Monday, February 05, 2007

World Bank launches initiative to promote Sudan's civil society action

World Bank is delaying the long overdue help that was pledged for South Sudan. Via ST today:
The World Bank Sudan Country office launched "Sudan Development Marketplace (DM) for 2007" initiative to identify innovative development ideas for delivering results, engage directly with stakeholders working at community level, create a forum of knowledge sharing and dissemination and build partnerships with and between other development actors.
How long will it take them to sort that out? See two comments at Sudan Watch entry - EU blames World Bank for delaying South Sudan reconstruction:

It is kind of strange that, the World bank is still bugged down with her bureaucracy. I thought that, with the appointment of Paul Wolfowizt as her New boss things were going to change. However, I am also certain that, poor Wolfowizt may be having a tough time to change the old communist style of work at the World bank. The sad thing is that, people in Sudan and South Sudan in particular are suffering.

January 20, 2007
Anonymous said...
From what I've been told the real problem has been the refusal of the World Bank to deploy senior people to Juba to run this MDTF fund. Every decision on funding a project has to be relayed to regional centres and then to World Bank headquarters. Not surprising that it's been so slow to disburse money. The only developments in Juba at the moment seem to ones directly funded by the government of southern Sudan... that's if you exclude the extremely plush Joint Donor Office which the donors have built themselves... easily the most stylish construction in southern Sudan. Interesting priority.
If anyone has a photo of the Joint Donor Office, please email me, I'd like to share it here for posterity. Thanks.


Blogger Anonymous said...

I have to say despite my other criticisms of the WB, this is a good initiative.

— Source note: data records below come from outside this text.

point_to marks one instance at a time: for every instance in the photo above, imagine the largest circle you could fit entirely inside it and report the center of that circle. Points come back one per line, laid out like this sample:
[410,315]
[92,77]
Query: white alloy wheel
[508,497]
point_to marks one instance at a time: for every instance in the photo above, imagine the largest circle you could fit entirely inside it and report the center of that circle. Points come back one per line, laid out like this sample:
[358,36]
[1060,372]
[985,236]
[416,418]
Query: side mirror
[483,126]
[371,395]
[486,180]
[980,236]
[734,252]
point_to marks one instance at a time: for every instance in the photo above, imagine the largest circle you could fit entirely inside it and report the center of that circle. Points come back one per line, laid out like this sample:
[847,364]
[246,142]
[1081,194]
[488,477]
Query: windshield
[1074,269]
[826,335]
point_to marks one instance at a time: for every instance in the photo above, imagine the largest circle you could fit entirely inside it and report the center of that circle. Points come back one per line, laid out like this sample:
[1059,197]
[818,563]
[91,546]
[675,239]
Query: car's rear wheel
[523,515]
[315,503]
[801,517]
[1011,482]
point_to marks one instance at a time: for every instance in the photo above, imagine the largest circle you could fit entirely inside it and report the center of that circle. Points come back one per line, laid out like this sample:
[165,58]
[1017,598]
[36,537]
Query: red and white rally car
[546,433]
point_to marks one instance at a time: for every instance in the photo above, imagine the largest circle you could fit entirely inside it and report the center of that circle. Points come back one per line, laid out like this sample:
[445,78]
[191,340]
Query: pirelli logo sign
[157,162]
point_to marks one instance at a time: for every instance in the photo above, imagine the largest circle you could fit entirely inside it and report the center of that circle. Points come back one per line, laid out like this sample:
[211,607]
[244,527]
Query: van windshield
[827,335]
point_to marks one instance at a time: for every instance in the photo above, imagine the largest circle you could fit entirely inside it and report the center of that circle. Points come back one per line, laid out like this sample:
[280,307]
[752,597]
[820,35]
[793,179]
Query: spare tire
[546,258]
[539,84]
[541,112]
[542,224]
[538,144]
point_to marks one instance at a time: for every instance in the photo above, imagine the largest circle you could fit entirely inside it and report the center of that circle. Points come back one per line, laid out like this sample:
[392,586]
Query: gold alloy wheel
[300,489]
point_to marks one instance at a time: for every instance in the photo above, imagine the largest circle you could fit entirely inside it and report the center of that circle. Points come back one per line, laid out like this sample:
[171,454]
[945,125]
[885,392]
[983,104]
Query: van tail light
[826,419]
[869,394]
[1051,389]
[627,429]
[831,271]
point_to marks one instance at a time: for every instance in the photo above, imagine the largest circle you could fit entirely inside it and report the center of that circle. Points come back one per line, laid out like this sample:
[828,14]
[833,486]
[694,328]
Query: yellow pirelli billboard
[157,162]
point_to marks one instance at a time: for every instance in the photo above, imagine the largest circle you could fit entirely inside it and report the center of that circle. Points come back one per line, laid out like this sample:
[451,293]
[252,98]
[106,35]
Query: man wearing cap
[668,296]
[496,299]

The national civil society sector in Sudan is v. weak largely due to the lack of anything but service delivery and project implementation for INGOs - as a result we have the situation that international agencies (at least in Darfur where I work) are bemoaning the lack of viable 'partners' to 'participate' in their programming whilst the NNGOs are simply unable to build the material capacity to pay a decent administrator.

Regarding the South - the second comment sounds about right to me.